# Fine-Tune LLMs for text to SQL generation.



## Installing the necessary packages

In [None]:
# Install Pytorch & other libraries
%pip install "torch==2.4.0" tensorboard

# Install Hugging Face libraries
%pip install  --upgrade \
  "transformers==4.44.2" \
  "datasets==2.21.0" \
  "accelerate==0.33.0" \
  "evaluate==0.4.2" \
  "bitsandbytes==0.43.3" \
  "trl==0.9.6" \
  "peft==0.12.0"

Flash Attention is a an method that reorders the attention computation and leverages classical techniques (tiling, recomputation) to significantly speed it up and reduce memory usage from quadratic to linear in sequence length.

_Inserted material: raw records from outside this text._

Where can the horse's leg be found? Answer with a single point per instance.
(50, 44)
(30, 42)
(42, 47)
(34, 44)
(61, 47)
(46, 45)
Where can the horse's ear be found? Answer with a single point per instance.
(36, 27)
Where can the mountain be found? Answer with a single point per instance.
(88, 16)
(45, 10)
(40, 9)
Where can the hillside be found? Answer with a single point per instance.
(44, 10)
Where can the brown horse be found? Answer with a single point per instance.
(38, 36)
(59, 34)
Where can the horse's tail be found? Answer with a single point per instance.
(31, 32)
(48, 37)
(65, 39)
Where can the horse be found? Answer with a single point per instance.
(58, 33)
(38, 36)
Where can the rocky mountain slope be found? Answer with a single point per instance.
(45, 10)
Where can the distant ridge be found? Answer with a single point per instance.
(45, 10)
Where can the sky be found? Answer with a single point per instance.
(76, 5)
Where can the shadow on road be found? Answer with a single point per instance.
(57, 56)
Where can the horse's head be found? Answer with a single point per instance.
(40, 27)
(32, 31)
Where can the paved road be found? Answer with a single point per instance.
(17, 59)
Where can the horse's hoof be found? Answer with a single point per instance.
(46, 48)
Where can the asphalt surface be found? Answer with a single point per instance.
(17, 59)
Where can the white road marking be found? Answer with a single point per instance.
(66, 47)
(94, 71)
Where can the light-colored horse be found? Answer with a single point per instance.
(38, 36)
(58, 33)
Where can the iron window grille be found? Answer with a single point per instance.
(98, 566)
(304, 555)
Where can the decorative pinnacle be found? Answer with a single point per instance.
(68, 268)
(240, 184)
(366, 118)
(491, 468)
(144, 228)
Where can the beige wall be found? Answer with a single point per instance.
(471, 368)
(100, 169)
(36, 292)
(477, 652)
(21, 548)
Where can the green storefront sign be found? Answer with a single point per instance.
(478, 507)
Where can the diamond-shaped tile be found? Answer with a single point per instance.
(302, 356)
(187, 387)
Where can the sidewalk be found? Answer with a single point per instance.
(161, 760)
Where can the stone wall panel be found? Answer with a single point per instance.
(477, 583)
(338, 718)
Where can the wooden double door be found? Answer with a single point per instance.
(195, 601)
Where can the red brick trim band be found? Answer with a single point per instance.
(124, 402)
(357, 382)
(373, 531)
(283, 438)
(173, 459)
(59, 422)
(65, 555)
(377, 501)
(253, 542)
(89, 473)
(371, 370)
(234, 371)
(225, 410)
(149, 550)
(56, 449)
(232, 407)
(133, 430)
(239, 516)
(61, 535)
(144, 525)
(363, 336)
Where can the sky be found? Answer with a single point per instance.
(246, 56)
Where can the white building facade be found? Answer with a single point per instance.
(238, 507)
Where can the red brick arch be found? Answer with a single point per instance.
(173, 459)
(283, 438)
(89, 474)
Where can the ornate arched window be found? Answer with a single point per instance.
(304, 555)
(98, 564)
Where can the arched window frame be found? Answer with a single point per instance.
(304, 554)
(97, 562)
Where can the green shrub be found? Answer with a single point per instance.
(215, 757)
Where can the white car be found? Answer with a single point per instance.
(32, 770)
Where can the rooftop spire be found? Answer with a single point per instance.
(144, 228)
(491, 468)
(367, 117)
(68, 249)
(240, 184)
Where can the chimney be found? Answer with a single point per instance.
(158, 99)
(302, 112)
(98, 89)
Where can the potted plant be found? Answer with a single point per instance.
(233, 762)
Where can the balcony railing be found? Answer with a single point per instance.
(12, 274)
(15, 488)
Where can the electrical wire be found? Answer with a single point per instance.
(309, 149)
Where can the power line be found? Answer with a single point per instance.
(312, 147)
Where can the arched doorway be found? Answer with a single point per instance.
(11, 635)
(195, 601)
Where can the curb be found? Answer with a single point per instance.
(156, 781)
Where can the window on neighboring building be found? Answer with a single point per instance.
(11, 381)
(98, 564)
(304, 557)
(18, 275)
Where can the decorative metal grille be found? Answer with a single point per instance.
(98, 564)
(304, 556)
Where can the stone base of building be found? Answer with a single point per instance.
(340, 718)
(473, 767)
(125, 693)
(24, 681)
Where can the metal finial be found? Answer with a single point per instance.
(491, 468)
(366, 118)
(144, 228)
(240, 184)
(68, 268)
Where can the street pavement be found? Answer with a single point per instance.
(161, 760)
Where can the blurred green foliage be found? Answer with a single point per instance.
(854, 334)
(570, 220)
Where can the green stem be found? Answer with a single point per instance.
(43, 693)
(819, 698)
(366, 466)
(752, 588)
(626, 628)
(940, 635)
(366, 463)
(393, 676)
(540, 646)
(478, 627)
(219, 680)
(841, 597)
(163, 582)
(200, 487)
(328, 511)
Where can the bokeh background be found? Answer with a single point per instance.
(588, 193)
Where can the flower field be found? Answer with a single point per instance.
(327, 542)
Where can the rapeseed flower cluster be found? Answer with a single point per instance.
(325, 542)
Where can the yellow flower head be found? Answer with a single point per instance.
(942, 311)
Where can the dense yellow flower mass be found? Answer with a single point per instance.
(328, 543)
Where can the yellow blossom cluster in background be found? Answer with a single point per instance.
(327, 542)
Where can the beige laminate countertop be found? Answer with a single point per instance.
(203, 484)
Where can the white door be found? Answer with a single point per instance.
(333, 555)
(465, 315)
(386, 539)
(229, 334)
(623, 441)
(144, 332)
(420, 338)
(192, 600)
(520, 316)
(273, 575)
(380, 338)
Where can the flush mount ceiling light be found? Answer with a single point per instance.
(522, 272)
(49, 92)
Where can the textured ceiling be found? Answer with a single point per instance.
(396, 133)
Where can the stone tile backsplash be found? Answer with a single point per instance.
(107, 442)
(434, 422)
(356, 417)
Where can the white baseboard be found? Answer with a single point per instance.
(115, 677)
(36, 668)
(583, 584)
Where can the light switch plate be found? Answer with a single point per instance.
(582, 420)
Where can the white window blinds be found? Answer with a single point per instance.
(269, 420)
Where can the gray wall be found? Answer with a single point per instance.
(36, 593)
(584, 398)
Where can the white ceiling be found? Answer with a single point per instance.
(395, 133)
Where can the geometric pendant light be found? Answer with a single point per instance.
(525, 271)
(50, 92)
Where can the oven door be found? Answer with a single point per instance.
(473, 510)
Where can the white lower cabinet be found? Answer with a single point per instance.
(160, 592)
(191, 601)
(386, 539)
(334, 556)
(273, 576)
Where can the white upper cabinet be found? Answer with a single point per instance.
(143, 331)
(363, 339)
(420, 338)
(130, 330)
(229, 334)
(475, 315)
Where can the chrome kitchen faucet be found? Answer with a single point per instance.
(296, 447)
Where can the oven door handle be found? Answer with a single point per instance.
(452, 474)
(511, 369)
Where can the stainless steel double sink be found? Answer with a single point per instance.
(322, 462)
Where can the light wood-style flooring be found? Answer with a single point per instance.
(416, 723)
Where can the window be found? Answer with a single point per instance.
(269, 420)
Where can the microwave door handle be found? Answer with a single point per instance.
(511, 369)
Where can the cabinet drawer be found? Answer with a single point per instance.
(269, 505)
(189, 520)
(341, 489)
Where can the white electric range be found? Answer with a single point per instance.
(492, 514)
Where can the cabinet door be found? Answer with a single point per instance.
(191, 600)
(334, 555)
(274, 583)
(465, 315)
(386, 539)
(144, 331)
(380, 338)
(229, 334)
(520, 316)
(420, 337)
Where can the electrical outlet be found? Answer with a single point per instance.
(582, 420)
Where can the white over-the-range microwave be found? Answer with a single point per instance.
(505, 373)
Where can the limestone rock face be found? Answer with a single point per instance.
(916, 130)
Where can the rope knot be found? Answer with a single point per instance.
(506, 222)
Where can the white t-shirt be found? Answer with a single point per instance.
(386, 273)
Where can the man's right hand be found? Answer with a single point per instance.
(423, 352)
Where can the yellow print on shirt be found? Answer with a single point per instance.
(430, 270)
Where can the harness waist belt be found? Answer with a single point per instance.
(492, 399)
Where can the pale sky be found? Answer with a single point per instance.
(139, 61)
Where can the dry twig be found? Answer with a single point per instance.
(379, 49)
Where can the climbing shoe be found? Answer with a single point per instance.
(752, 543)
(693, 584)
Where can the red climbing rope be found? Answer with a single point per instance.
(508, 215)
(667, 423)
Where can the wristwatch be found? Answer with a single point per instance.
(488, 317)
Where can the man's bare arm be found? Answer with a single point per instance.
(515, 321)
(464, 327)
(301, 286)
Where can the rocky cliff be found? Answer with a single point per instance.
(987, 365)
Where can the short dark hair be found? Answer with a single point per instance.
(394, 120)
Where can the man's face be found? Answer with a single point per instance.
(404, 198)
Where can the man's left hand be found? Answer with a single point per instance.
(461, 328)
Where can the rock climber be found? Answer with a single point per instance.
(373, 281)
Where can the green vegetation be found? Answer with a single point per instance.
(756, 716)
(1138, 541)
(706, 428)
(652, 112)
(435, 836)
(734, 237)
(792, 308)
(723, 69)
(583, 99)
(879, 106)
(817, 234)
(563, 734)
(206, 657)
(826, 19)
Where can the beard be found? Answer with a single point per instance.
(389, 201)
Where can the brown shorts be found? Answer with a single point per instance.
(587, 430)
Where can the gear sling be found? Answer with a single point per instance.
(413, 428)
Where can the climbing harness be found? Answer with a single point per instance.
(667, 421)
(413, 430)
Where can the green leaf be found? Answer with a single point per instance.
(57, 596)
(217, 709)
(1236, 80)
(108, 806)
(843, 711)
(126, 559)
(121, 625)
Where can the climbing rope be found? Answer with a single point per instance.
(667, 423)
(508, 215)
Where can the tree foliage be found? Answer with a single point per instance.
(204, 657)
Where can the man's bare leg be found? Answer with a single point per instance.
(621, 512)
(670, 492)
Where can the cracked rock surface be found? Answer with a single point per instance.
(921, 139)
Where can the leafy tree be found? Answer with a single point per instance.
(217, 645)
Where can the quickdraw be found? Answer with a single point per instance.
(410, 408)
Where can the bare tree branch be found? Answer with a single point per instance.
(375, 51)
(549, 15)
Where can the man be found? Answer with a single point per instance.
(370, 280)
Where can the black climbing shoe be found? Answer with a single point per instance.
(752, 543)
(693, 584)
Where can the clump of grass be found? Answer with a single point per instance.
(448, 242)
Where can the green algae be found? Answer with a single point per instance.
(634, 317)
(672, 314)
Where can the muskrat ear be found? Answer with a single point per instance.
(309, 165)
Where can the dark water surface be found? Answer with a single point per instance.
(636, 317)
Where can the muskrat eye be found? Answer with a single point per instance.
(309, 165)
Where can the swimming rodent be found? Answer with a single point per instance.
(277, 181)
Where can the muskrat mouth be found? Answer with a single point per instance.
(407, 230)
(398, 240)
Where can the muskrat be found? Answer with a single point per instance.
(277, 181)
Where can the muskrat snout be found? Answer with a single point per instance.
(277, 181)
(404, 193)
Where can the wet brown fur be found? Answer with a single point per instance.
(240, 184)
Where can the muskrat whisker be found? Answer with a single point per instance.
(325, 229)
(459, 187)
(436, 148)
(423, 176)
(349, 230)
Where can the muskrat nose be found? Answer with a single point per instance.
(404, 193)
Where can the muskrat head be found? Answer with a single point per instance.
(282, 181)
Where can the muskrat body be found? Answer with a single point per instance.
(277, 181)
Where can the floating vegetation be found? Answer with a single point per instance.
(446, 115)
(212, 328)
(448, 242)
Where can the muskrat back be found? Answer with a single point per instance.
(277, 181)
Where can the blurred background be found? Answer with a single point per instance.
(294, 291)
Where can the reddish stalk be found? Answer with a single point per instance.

The TL;DR; accelerates training up to 3x. Learn more at [FlashAttention](https://github.com/Dao-AILab/flash-attention/tree/main).


In [None]:
import torch; assert torch.cuda.get_device_capability()[0] >= 8, 'Hardware not supported for Flash Attention'
# install flash-attn
!pip install ninja packaging
!MAX_JOBS=4 pip install flash-attn --no-build-isolation

In [None]:
from huggingface_hub import login

login(
  token="", # ADD YOUR TOKEN HERE
  add_to_git_credential=True
)


Token is valid (permission: write).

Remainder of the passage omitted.